Pour les partis politiques, les citoyens "d'origine maghrébine
ou noire africaine" semblent avoir une compétence particulière pour
"l'intégration" (4 attributions en comptant la "cohésion nationale"),
la citoyenneté (3)… mais peu pour les finances, l'économie ou les
affaires étrangères.
Dans la lutte contre les discriminations politiques, beaucoup
reste à faire. Il y a tout d'abord la lutte contre la première
discrimination politique, celle qui écarte les résidents étrangers des
élections et c'est la lutte pour la résidence comme critère
d'attribution de la citoyenneté à coté de la nationalité.
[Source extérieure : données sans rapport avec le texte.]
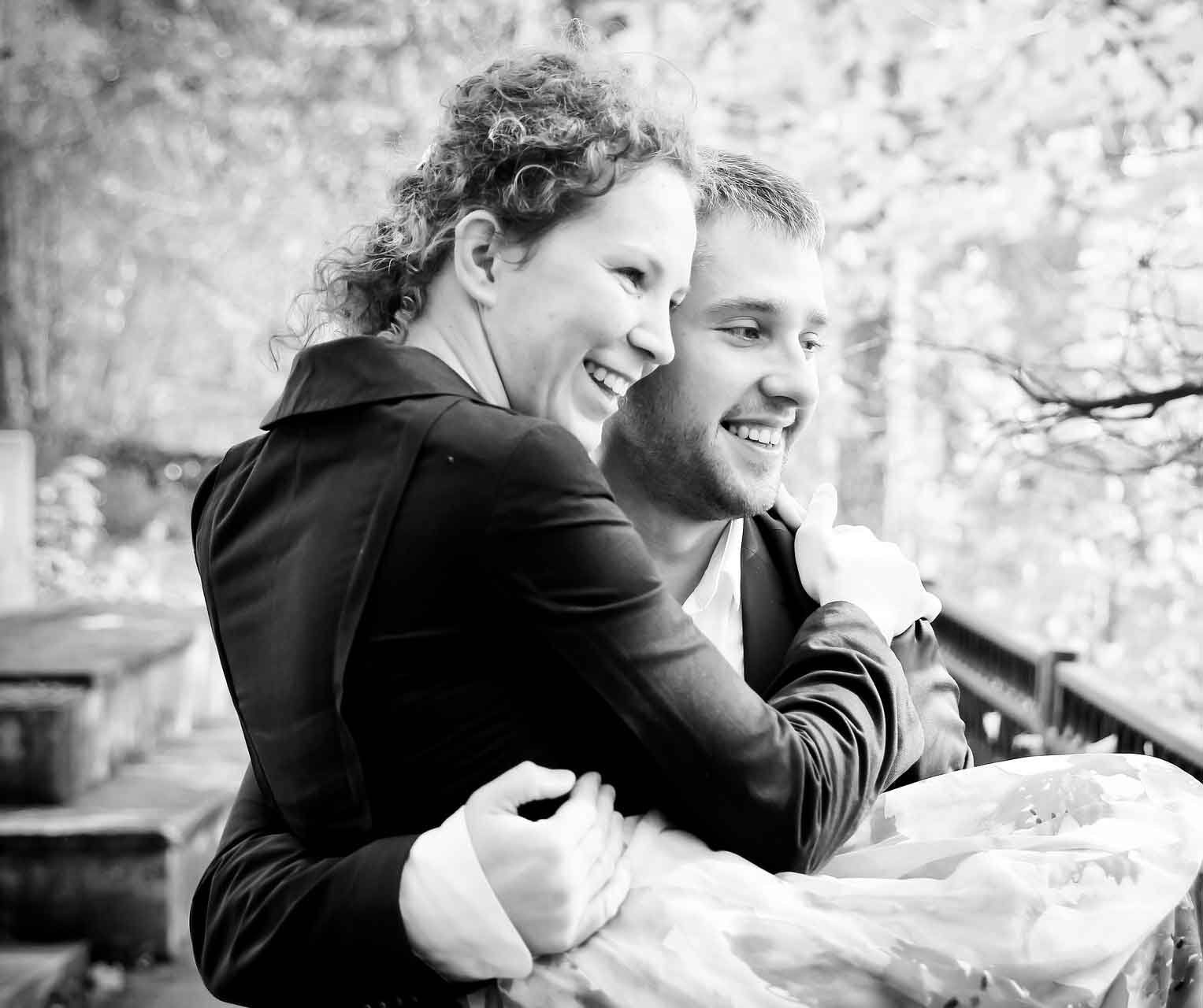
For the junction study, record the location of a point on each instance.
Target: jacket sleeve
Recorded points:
(936, 698)
(781, 784)
(273, 924)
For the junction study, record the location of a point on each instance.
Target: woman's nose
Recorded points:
(653, 335)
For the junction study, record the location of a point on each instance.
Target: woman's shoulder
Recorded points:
(516, 443)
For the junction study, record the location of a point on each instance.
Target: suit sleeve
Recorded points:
(274, 924)
(936, 698)
(783, 784)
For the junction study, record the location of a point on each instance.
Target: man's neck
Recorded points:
(680, 547)
(450, 330)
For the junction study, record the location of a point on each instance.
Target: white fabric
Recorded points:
(716, 604)
(451, 916)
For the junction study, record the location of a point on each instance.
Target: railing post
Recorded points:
(1048, 687)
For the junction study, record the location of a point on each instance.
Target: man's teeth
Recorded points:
(765, 435)
(613, 380)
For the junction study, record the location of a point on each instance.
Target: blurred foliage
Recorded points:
(1015, 257)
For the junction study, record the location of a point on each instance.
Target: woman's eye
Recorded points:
(746, 333)
(811, 343)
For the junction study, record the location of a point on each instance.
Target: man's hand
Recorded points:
(561, 878)
(848, 563)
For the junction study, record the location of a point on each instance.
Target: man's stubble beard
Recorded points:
(686, 473)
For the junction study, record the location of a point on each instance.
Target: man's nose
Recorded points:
(653, 335)
(793, 376)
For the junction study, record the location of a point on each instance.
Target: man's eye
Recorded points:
(746, 333)
(633, 276)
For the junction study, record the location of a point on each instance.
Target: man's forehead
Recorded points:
(742, 265)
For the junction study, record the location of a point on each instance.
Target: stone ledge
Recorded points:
(146, 673)
(43, 976)
(118, 866)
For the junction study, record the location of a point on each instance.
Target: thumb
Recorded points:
(788, 509)
(821, 511)
(522, 784)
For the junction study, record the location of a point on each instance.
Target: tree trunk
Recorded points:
(903, 479)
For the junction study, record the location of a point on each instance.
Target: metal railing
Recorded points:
(1012, 686)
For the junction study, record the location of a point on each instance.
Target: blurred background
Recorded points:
(1013, 383)
(1015, 379)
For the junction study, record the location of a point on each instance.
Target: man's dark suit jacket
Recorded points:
(775, 606)
(264, 883)
(369, 626)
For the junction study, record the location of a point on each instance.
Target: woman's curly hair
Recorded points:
(531, 139)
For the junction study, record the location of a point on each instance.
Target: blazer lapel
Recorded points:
(773, 602)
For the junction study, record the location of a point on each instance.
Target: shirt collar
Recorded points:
(721, 581)
(361, 369)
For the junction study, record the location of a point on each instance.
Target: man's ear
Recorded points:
(477, 244)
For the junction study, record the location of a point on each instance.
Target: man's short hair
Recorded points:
(735, 183)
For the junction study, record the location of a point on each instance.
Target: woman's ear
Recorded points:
(477, 244)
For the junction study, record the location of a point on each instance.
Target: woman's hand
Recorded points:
(848, 563)
(561, 878)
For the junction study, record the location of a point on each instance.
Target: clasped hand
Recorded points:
(561, 878)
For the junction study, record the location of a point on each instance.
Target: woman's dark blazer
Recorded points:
(376, 561)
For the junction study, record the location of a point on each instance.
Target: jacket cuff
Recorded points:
(451, 914)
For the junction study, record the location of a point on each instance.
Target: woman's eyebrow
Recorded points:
(758, 306)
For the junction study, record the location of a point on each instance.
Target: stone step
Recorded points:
(118, 865)
(84, 688)
(52, 976)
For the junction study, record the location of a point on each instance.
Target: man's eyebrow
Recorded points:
(762, 306)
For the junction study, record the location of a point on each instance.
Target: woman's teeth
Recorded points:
(765, 435)
(611, 380)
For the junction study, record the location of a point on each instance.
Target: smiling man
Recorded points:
(696, 450)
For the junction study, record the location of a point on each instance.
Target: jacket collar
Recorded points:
(774, 602)
(361, 369)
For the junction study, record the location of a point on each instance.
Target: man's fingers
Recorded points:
(821, 511)
(592, 845)
(931, 606)
(522, 784)
(602, 908)
(791, 513)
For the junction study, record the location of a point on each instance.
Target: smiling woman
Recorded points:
(419, 580)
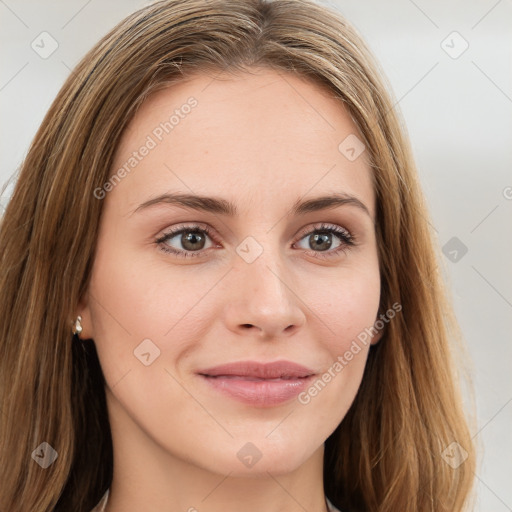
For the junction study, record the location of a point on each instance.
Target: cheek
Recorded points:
(347, 304)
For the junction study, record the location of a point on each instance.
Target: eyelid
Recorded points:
(347, 240)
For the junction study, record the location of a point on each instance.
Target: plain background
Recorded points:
(457, 106)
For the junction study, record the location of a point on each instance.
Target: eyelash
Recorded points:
(347, 240)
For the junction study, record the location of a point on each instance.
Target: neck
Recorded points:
(147, 477)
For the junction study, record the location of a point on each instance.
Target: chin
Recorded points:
(257, 458)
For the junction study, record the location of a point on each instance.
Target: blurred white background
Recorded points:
(457, 106)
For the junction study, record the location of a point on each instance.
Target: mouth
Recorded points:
(258, 384)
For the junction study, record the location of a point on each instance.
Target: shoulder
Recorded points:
(332, 508)
(100, 507)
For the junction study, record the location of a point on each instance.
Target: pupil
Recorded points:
(190, 239)
(322, 240)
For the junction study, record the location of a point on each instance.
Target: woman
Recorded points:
(219, 285)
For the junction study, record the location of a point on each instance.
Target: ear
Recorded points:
(380, 332)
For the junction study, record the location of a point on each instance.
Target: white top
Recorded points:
(100, 507)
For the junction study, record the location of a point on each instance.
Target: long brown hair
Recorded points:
(386, 454)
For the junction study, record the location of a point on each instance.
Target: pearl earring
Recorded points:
(77, 328)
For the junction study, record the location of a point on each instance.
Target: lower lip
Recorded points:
(264, 392)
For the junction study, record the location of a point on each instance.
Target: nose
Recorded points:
(263, 303)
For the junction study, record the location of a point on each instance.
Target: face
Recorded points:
(225, 324)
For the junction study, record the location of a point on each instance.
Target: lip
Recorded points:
(259, 384)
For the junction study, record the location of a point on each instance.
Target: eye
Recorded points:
(194, 241)
(186, 241)
(326, 238)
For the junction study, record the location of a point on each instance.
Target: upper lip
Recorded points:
(274, 370)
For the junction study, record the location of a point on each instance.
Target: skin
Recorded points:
(261, 140)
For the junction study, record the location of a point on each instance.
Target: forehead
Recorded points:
(257, 138)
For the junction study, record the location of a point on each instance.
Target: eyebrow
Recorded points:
(221, 206)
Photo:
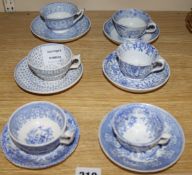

Mais une fois
cette étape franchie, et ce n'est probablement pour demain, d'autres
discriminations n'en continueront pas moins à subsister dans la
société, dans la vie quotidienne mais aussi dans les sphères
politiques. On le voit bien en constatant que des nationaux "d'origine
maghrébine ou noire africaine" n'occupent pas la place qui leur revient
"statistiquement".
Un important travail reste à faire. Des partis sur eux mêmes
pour lutter contre les discriminations en leur propre sein quels qu'en
soient les motifs. Mais aussi de la part des militants d'origine
africaine qui doivent s'engager dans les partis politiques.